What Werner recommended is that we share the withholds we have. Since he was speaking about withheld truths, that would mean sharing the truth, mostly about ourselves. I would hasten to add Gandhi’s reminder that any truth we share should be shared harmlessly. It doesn’t make sense to tear someone’s face off in the supposed name of sharing the truth.
But it does make sense to begin moving away, rather rapidly in the time left perhaps, from the practice of withholding our love, truth, compassion, etc.
As a means of putting the brakes on any possible perpetrations, I’d suggest sharing withholds about yourself.
You remember Scrooge on Christmas Day? What he shared was: “Can you forgive an old man who has not had the eyes to see nor ears to hear all these years?” That was a withhold about himself. That kind of sharing of a withhold frees up love and releases one from the small and pinched-off life one may have been leading up till now.
As we approach Ascension, we’re told that we’ll be met with a tsunami of love, to which we must open and say “Yes!” If we’ve lived a life of saying “No!”, of withholding love and compassion, I would think that would be an obstacle to a smooth Ascension.
Some take a more religious approach and consider this repentance – turning and going another way. I’m OK with that as long as the heart is in the act.
Nothing can be lost from treating these last few days before Ascension, even if you don’t believe Ascension is going to happen, as an opportunity to create a wholesale turnaround in one’s life. What’s the harm in that?

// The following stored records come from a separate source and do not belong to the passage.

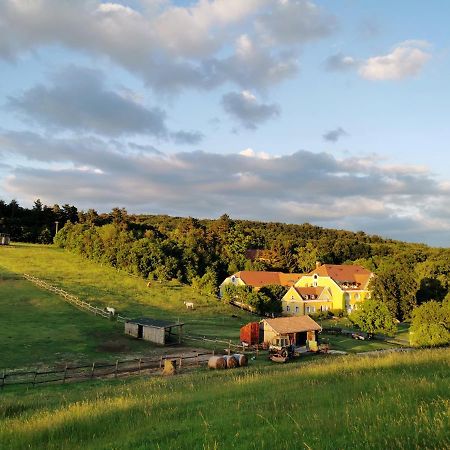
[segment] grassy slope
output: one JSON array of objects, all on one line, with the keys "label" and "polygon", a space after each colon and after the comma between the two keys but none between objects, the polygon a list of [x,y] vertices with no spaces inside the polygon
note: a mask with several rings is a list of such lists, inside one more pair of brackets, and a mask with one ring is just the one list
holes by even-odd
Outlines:
[{"label": "grassy slope", "polygon": [[148,351],[123,325],[75,309],[0,270],[0,368],[94,361]]},{"label": "grassy slope", "polygon": [[[179,318],[186,323],[186,332],[191,334],[238,340],[240,326],[254,320],[254,316],[223,305],[213,297],[201,295],[189,286],[153,283],[148,288],[145,280],[133,278],[110,267],[102,267],[54,247],[27,244],[0,247],[0,279],[11,276],[20,278],[24,272],[42,278],[99,307],[114,306],[120,314],[127,317],[149,316],[168,320]],[[15,349],[0,346],[0,367],[46,360],[45,346],[48,346],[49,352],[67,353],[64,346],[60,346],[64,340],[67,348],[72,341],[74,346],[71,353],[78,358],[79,351],[87,356],[94,356],[95,348],[105,340],[117,341],[116,344],[120,346],[124,339],[123,325],[79,312],[64,304],[58,297],[35,289],[28,282],[3,281],[2,287],[0,338],[14,339],[18,345]],[[194,302],[196,309],[186,310],[183,301]],[[89,329],[94,331],[89,332]],[[91,342],[81,343],[85,339]],[[35,348],[29,346],[31,341],[36,343],[36,347],[43,344],[43,351],[36,349],[35,353]],[[131,350],[144,348],[140,344],[127,340],[126,346]],[[145,343],[145,348],[151,347]],[[12,361],[11,364],[7,363],[8,358]]]},{"label": "grassy slope", "polygon": [[449,361],[439,349],[5,390],[0,448],[449,448]]}]

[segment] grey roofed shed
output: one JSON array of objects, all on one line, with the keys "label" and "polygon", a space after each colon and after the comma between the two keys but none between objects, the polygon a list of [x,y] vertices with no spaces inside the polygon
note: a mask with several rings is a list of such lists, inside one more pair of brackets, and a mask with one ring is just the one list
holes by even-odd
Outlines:
[{"label": "grey roofed shed", "polygon": [[173,342],[174,338],[175,342],[181,343],[183,325],[180,322],[139,317],[125,322],[125,334],[160,345]]}]

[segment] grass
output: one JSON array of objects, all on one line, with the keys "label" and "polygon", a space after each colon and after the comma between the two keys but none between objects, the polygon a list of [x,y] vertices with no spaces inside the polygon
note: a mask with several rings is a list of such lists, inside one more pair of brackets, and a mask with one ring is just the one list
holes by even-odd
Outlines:
[{"label": "grass", "polygon": [[[0,367],[21,367],[50,360],[123,357],[124,352],[155,350],[148,342],[123,336],[123,324],[78,311],[58,296],[21,280],[29,273],[126,317],[180,320],[185,332],[239,339],[239,329],[255,317],[224,305],[179,283],[147,282],[100,266],[52,246],[14,244],[0,247]],[[186,310],[183,302],[194,302]],[[100,349],[110,343],[117,351]],[[198,342],[192,345],[197,346]]]},{"label": "grass", "polygon": [[[164,353],[148,342],[124,336],[123,325],[79,311],[60,297],[22,279],[29,273],[126,317],[148,316],[184,322],[193,335],[239,341],[239,329],[257,317],[224,305],[177,282],[152,282],[85,260],[53,246],[0,247],[0,368],[124,359]],[[196,309],[187,310],[184,301]],[[345,320],[345,319],[342,319]],[[332,348],[359,352],[389,348],[380,342],[329,337]],[[187,344],[198,347],[198,341]],[[217,347],[201,343],[202,347]]]},{"label": "grass", "polygon": [[321,342],[328,342],[333,350],[344,351],[347,353],[368,352],[374,350],[386,350],[392,348],[391,344],[377,340],[360,341],[343,335],[332,335],[321,333]]},{"label": "grass", "polygon": [[449,448],[449,361],[447,348],[6,389],[0,448]]}]

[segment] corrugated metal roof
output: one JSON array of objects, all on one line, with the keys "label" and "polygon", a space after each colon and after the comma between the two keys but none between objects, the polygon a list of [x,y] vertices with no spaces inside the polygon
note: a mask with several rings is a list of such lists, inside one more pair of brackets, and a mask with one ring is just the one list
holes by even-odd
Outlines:
[{"label": "corrugated metal roof", "polygon": [[312,270],[308,275],[317,274],[322,277],[330,277],[341,283],[356,283],[365,288],[373,275],[370,270],[356,264],[322,264]]},{"label": "corrugated metal roof", "polygon": [[137,325],[145,325],[145,326],[154,327],[154,328],[169,328],[169,327],[175,327],[178,325],[184,325],[184,323],[168,322],[167,320],[151,319],[149,317],[139,317],[137,319],[130,319],[130,320],[127,320],[127,322],[135,323]]}]

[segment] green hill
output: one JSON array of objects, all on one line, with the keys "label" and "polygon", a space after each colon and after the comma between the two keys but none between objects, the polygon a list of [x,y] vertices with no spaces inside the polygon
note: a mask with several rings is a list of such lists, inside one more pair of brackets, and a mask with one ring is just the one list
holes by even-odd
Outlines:
[{"label": "green hill", "polygon": [[450,350],[5,389],[3,449],[443,449]]}]

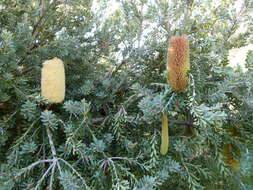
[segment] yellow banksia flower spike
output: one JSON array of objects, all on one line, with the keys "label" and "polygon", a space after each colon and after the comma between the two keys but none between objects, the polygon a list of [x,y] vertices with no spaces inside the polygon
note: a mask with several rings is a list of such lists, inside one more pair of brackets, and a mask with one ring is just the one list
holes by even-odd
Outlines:
[{"label": "yellow banksia flower spike", "polygon": [[50,103],[60,103],[65,97],[65,71],[58,58],[43,63],[41,71],[41,95]]},{"label": "yellow banksia flower spike", "polygon": [[169,148],[169,129],[168,129],[168,117],[165,114],[162,114],[162,136],[161,136],[161,149],[160,152],[162,155],[165,155],[168,152]]},{"label": "yellow banksia flower spike", "polygon": [[167,80],[174,91],[184,91],[190,70],[189,41],[186,36],[171,37],[168,48]]}]

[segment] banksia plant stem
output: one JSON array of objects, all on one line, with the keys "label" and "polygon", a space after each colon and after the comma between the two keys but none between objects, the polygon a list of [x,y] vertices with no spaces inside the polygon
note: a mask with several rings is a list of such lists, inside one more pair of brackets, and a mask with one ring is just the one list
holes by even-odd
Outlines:
[{"label": "banksia plant stem", "polygon": [[184,91],[190,70],[189,41],[187,37],[172,37],[168,48],[167,80],[174,91]]},{"label": "banksia plant stem", "polygon": [[168,152],[169,148],[169,129],[168,129],[168,117],[165,114],[162,114],[162,139],[161,139],[161,149],[160,152],[162,155],[165,155]]},{"label": "banksia plant stem", "polygon": [[65,97],[65,71],[63,62],[54,58],[43,63],[41,95],[50,103],[60,103]]}]

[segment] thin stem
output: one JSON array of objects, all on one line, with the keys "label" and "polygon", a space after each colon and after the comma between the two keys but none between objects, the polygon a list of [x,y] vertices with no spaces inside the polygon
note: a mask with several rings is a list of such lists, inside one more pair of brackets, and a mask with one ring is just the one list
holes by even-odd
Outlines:
[{"label": "thin stem", "polygon": [[53,168],[52,168],[52,173],[51,173],[51,177],[50,177],[50,183],[49,183],[49,190],[53,190],[53,182],[54,182],[54,172],[55,172],[55,166],[58,162],[54,162],[52,165],[53,165]]},{"label": "thin stem", "polygon": [[[55,162],[55,161],[54,161]],[[43,174],[43,176],[40,178],[40,180],[38,181],[36,187],[35,187],[35,190],[39,188],[40,184],[42,183],[42,181],[45,179],[45,177],[47,176],[47,174],[50,172],[50,170],[52,169],[54,163],[51,164],[49,166],[49,168],[47,169],[47,171]]]},{"label": "thin stem", "polygon": [[55,150],[55,146],[54,146],[54,142],[53,142],[53,138],[52,138],[52,133],[49,128],[47,128],[47,136],[49,139],[49,144],[51,147],[51,152],[53,154],[53,158],[56,158],[56,150]]},{"label": "thin stem", "polygon": [[[31,165],[29,165],[29,166],[27,166],[25,168],[22,168],[19,173],[17,173],[16,175],[14,175],[14,179],[17,178],[17,177],[19,177],[19,176],[21,176],[23,173],[27,172],[28,170],[33,169],[35,166],[37,166],[39,164],[46,163],[46,162],[47,163],[48,162],[54,162],[54,161],[55,161],[55,159],[47,159],[47,160],[39,160],[37,162],[34,162]],[[5,184],[8,184],[9,182],[10,182],[10,180],[7,181],[7,182],[5,182]]]},{"label": "thin stem", "polygon": [[30,127],[27,129],[27,131],[16,141],[16,144],[11,147],[12,149],[17,147],[21,142],[23,142],[23,139],[26,137],[26,135],[30,132],[30,130],[33,128],[33,126],[37,123],[37,121],[39,120],[39,118],[37,118],[31,125]]},{"label": "thin stem", "polygon": [[83,181],[85,187],[90,190],[89,186],[85,182],[85,179],[75,170],[75,168],[73,168],[71,164],[69,164],[66,160],[63,160],[62,158],[59,158],[59,160],[66,164],[70,169],[72,169],[73,172]]},{"label": "thin stem", "polygon": [[165,110],[167,109],[167,107],[171,104],[171,102],[172,102],[173,98],[175,97],[175,95],[176,95],[176,93],[173,92],[173,94],[172,94],[172,96],[170,97],[168,103],[166,104],[166,106],[165,106],[165,107],[163,108],[163,110],[162,110],[163,113],[165,112]]}]

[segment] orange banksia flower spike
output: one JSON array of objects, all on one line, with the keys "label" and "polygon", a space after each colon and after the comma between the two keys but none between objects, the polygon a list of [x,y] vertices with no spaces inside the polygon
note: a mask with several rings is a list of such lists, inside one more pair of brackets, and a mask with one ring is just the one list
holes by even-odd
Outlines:
[{"label": "orange banksia flower spike", "polygon": [[62,60],[54,58],[43,63],[41,95],[50,103],[60,103],[65,97],[65,71]]},{"label": "orange banksia flower spike", "polygon": [[190,70],[189,41],[186,36],[171,37],[168,48],[167,80],[174,91],[184,91]]}]

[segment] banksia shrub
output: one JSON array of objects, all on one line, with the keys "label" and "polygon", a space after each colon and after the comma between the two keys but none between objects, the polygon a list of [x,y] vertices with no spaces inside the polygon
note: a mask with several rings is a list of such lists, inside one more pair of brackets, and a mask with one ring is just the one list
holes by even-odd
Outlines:
[{"label": "banksia shrub", "polygon": [[165,155],[169,148],[169,129],[168,129],[168,117],[162,114],[162,139],[161,139],[161,149],[162,155]]},{"label": "banksia shrub", "polygon": [[190,70],[189,41],[187,37],[172,37],[168,48],[167,80],[175,91],[183,91],[188,85]]},{"label": "banksia shrub", "polygon": [[43,63],[41,95],[50,103],[60,103],[65,97],[65,71],[62,60],[54,58]]}]

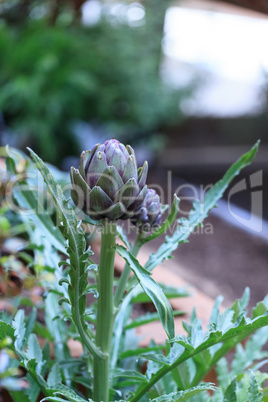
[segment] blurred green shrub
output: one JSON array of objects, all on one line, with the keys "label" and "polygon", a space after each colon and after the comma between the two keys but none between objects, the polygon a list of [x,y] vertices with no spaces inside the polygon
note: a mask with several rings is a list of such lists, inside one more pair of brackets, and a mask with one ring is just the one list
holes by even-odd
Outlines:
[{"label": "blurred green shrub", "polygon": [[66,7],[44,8],[35,19],[34,8],[18,8],[31,2],[11,3],[13,19],[6,7],[0,24],[0,111],[47,161],[78,152],[72,131],[79,120],[131,142],[179,119],[185,94],[159,75],[165,2],[147,0],[144,23],[134,27],[107,15],[85,26],[77,22],[81,10],[72,15]]}]

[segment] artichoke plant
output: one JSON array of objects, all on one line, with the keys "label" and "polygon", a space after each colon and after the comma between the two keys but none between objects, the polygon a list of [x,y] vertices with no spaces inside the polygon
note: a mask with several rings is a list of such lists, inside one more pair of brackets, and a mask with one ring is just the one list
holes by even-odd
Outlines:
[{"label": "artichoke plant", "polygon": [[148,189],[141,208],[132,217],[131,221],[143,231],[152,231],[158,228],[161,219],[160,197],[154,189]]},{"label": "artichoke plant", "polygon": [[129,219],[145,199],[148,164],[137,169],[134,150],[115,139],[83,151],[71,168],[71,197],[92,219]]}]

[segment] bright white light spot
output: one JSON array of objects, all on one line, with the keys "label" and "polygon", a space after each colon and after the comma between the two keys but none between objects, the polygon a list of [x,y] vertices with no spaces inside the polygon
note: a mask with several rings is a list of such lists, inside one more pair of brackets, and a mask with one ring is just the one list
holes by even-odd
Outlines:
[{"label": "bright white light spot", "polygon": [[105,14],[108,20],[113,24],[128,24],[135,28],[144,23],[145,10],[140,3],[113,3],[107,4],[105,7]]},{"label": "bright white light spot", "polygon": [[219,76],[253,82],[268,70],[267,38],[267,20],[171,7],[164,51]]},{"label": "bright white light spot", "polygon": [[259,113],[262,110],[263,98],[256,85],[228,79],[213,82],[212,79],[180,106],[188,115],[239,116],[245,113]]},{"label": "bright white light spot", "polygon": [[126,17],[129,21],[140,21],[145,16],[144,7],[139,3],[133,3],[127,8]]},{"label": "bright white light spot", "polygon": [[108,5],[109,13],[115,17],[124,14],[125,5],[123,3],[114,3],[110,6]]},{"label": "bright white light spot", "polygon": [[86,1],[82,5],[82,22],[85,25],[97,24],[101,17],[101,4],[97,0]]}]

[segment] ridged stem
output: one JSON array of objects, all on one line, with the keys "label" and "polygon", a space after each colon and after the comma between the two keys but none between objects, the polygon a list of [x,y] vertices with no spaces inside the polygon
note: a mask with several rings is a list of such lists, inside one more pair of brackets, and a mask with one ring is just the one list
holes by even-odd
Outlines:
[{"label": "ridged stem", "polygon": [[96,345],[105,354],[94,357],[94,402],[109,402],[110,345],[113,330],[113,281],[116,224],[104,221],[101,235],[101,253],[98,269],[98,310]]}]

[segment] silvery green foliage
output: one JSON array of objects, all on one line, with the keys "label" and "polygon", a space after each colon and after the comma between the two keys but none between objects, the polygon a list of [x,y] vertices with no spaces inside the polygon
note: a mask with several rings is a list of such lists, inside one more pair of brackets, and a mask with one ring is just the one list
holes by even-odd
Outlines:
[{"label": "silvery green foliage", "polygon": [[[249,318],[246,311],[247,303],[245,304],[245,300],[248,300],[248,293],[248,289],[246,289],[242,299],[237,300],[232,308],[226,309],[222,314],[219,313],[219,303],[216,302],[207,331],[202,330],[200,320],[193,313],[191,322],[184,324],[188,335],[176,336],[171,341],[172,347],[167,356],[162,354],[157,356],[155,353],[143,354],[144,358],[156,361],[158,367],[148,378],[148,383],[141,384],[130,401],[138,401],[147,390],[168,373],[172,373],[173,380],[179,389],[186,390],[197,386],[230,350],[260,327],[267,326],[268,299],[266,298],[260,304],[261,308],[253,310],[252,316]],[[263,311],[266,311],[264,315]],[[254,342],[249,344],[250,349],[253,349],[253,344]],[[256,356],[260,355],[255,355],[255,358]],[[263,356],[265,354],[261,357]],[[245,369],[242,364],[240,367],[242,370]]]}]

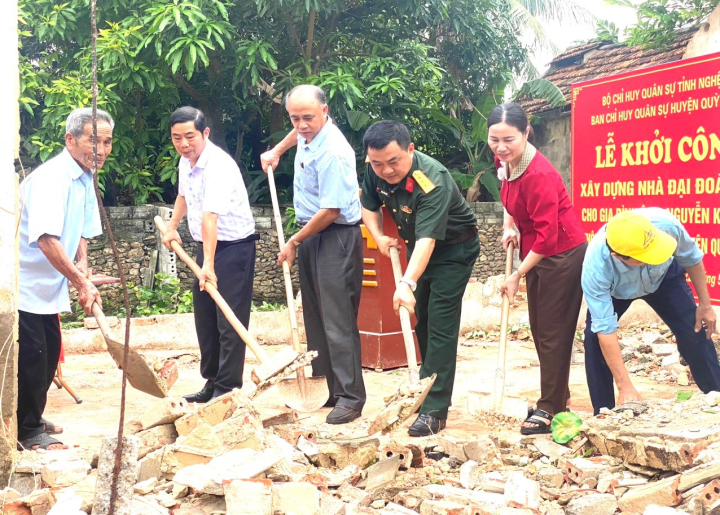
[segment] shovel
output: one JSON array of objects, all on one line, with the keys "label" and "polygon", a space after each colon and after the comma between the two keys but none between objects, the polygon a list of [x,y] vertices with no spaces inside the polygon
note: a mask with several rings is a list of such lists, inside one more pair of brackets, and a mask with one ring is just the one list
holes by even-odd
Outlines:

Instead of withholding ourselves, this is an ideal time to begin giving of ourselves – giving of our love, our forgiveness, and our compassion. If you can’t find any other reason, think Christmas. But in regards to Ascension, it may just win us a seat in first-class, with lots of leg room. Who knows? And it will definitely soften our character.
Footnotes
(1) Werner Erhard in W.W. Bartley, III. Werner Erhard: The Transformation of a Man; the Founding of est. New York: Potter, 1978, 31.